DonaldxDonald

DonaldxDonald

twitter
github

Evolution of Web Rich Text Editors

This article was written in 2022, and here is an upload.

What is Rich Text?#

Rich Text refers to text that is formatted with common formatting options (such as bold and italic) as opposed to Plain Text.

rich-text

Web + Rich Text Editor#

vs-code

It is well known that the Web is currently the most universal platform; whether it's a computer, mobile phone, game console, car, or Kindle, as long as there is a browser, a website can be opened. With the support of technologies and tools like WebAssembly and Electron, super applications (Figma, VS Code) that perform complex operations on the Web are also emerging one after another. Faced with the temptation of "write once, run anywhere," many traditional desktop applications are gradually expanding their territory to the Web, and rich text editors are one of them.

Rich Text Editor = Pitfall?#

In the web front-end industry, rich text editors are recognized as a notorious pitfall. The advantage of web development is cross-platform, but the problem also arises from the compatibility issues brought about by cross-platform. Cross-platform means that it can run on various platforms, but how it runs is where the pitfalls lie.
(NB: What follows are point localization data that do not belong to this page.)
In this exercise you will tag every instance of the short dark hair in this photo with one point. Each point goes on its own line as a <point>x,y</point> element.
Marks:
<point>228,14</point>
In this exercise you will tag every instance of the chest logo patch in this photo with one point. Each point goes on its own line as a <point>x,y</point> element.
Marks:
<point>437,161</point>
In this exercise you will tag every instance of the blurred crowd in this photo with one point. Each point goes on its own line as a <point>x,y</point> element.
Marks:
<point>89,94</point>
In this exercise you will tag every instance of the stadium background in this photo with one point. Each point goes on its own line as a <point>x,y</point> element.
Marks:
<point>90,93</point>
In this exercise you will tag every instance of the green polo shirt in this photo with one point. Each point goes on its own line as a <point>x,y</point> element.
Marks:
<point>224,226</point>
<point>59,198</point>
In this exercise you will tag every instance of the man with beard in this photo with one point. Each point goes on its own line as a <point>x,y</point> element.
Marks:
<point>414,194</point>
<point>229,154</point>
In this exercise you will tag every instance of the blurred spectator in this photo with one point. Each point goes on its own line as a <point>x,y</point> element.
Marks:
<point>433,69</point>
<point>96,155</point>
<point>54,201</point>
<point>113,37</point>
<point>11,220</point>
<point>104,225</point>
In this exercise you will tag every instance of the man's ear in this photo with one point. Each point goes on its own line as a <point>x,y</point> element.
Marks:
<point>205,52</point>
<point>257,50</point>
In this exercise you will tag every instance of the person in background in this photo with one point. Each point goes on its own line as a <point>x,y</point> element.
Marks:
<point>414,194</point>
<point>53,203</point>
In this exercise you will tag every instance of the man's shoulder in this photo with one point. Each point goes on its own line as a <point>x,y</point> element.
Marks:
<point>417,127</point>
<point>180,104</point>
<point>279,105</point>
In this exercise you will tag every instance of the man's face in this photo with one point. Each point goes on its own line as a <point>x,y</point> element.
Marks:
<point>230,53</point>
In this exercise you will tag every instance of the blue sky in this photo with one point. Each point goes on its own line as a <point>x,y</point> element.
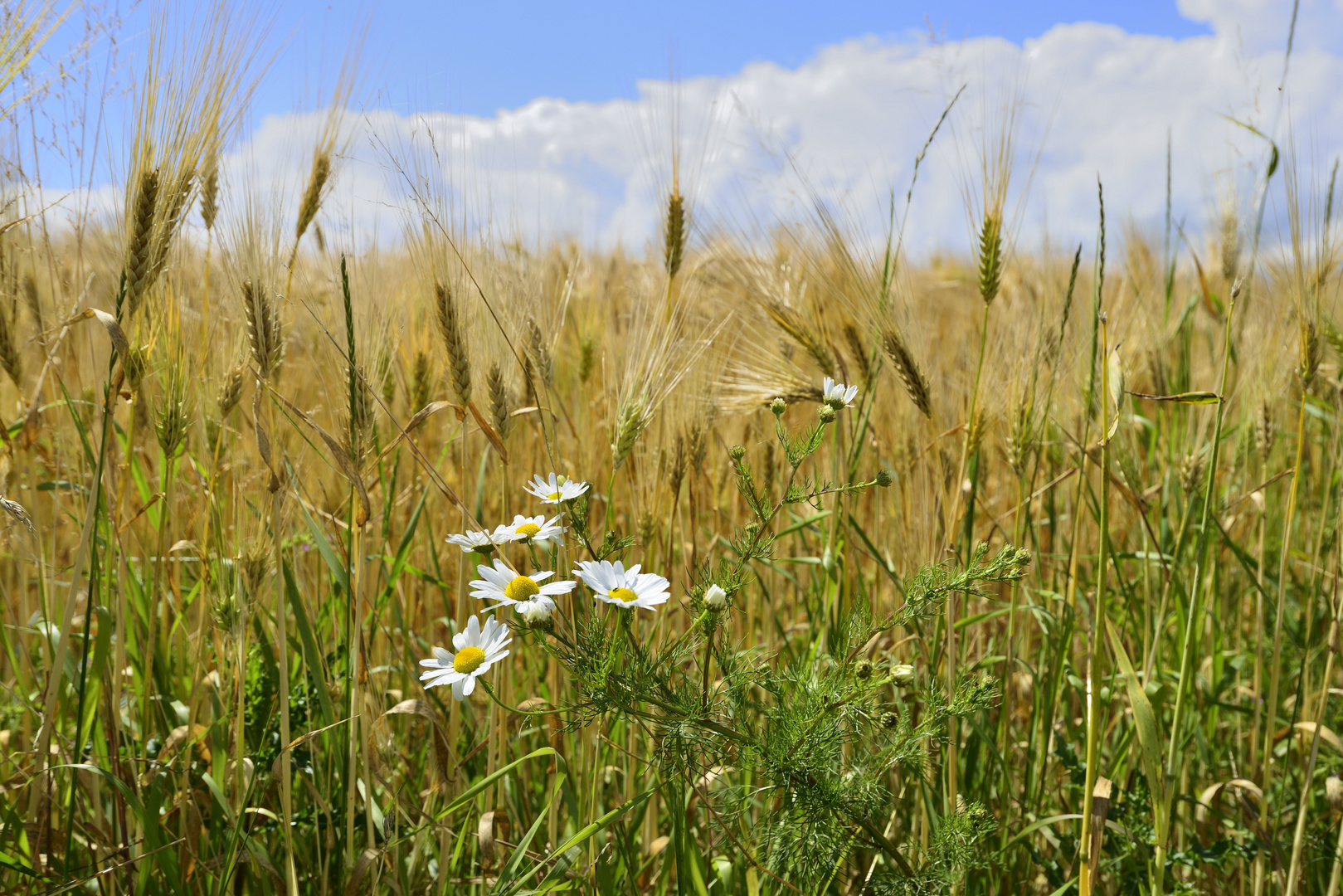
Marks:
<point>552,119</point>
<point>477,58</point>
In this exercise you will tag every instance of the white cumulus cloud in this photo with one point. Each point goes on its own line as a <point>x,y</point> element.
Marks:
<point>846,128</point>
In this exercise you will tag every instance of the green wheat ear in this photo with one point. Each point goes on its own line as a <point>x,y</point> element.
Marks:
<point>990,257</point>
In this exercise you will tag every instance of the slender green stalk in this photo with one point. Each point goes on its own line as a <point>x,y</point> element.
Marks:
<point>1174,757</point>
<point>1085,874</point>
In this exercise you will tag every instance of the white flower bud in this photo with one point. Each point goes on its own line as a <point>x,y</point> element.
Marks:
<point>536,611</point>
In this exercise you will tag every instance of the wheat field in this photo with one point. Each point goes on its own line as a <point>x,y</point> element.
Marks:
<point>1000,571</point>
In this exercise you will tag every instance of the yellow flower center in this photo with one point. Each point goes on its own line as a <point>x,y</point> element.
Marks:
<point>468,660</point>
<point>521,589</point>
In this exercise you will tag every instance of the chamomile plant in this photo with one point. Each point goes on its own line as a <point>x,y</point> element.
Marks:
<point>826,731</point>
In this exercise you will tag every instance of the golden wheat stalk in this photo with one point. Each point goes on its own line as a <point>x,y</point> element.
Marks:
<point>455,343</point>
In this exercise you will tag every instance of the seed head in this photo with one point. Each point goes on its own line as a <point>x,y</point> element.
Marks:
<point>1264,430</point>
<point>1310,360</point>
<point>254,564</point>
<point>422,381</point>
<point>673,245</point>
<point>139,240</point>
<point>317,179</point>
<point>587,358</point>
<point>171,416</point>
<point>450,327</point>
<point>630,423</point>
<point>540,353</point>
<point>264,328</point>
<point>909,373</point>
<point>226,613</point>
<point>500,411</point>
<point>990,257</point>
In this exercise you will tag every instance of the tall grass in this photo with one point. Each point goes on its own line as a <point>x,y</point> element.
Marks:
<point>1049,603</point>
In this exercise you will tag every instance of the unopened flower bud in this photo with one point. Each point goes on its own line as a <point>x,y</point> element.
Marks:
<point>903,674</point>
<point>536,613</point>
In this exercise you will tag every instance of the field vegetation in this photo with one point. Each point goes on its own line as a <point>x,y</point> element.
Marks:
<point>997,572</point>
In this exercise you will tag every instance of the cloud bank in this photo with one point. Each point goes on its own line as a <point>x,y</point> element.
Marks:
<point>846,127</point>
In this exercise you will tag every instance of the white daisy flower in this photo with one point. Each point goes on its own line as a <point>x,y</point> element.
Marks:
<point>484,542</point>
<point>837,395</point>
<point>536,610</point>
<point>613,583</point>
<point>477,650</point>
<point>539,529</point>
<point>507,587</point>
<point>557,490</point>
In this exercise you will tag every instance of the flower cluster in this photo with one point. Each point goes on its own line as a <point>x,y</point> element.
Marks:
<point>532,594</point>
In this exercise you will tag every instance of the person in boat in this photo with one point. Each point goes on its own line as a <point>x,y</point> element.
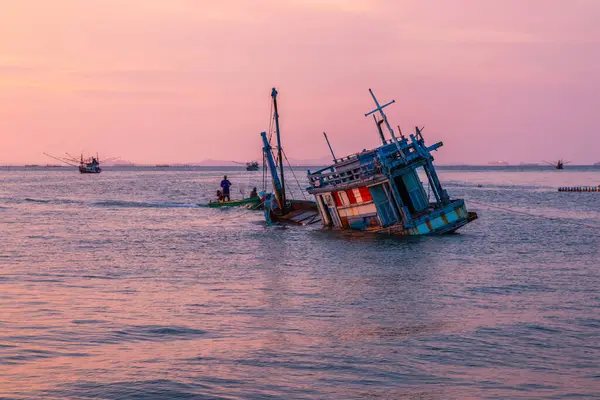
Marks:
<point>225,184</point>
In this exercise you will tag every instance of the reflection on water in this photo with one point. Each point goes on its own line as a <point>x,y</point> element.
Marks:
<point>123,287</point>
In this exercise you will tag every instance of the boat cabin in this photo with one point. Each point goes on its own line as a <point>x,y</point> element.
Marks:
<point>381,190</point>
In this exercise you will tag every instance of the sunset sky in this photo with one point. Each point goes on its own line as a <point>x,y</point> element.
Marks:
<point>167,81</point>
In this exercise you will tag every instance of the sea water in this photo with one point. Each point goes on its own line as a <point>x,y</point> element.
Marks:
<point>124,286</point>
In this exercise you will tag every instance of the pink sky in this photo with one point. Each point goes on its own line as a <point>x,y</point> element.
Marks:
<point>157,81</point>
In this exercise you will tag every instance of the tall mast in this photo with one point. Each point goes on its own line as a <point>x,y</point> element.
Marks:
<point>387,124</point>
<point>282,205</point>
<point>328,144</point>
<point>268,156</point>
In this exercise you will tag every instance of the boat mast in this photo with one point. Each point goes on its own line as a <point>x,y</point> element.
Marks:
<point>328,144</point>
<point>276,115</point>
<point>268,155</point>
<point>387,124</point>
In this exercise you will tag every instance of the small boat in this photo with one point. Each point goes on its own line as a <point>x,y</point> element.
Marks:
<point>235,203</point>
<point>89,165</point>
<point>252,166</point>
<point>286,210</point>
<point>560,164</point>
<point>381,191</point>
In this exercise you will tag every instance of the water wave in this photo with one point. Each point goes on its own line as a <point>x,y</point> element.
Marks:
<point>138,204</point>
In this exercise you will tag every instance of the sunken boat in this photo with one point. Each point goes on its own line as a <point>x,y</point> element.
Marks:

In web development, editors must first handle focus, cursor selection, undo stack, parsing content pasted from external sources, etc., and then consider compatibility with different browsers (Chrome, Firefox, Safari, etc.)... After handling the most basic English input, users represented by Chinese users demand support for IME combination input... After solving IME input, RTL languages (Hebrew, Arabic) users come... Mobile users come... Collaborative editing users come...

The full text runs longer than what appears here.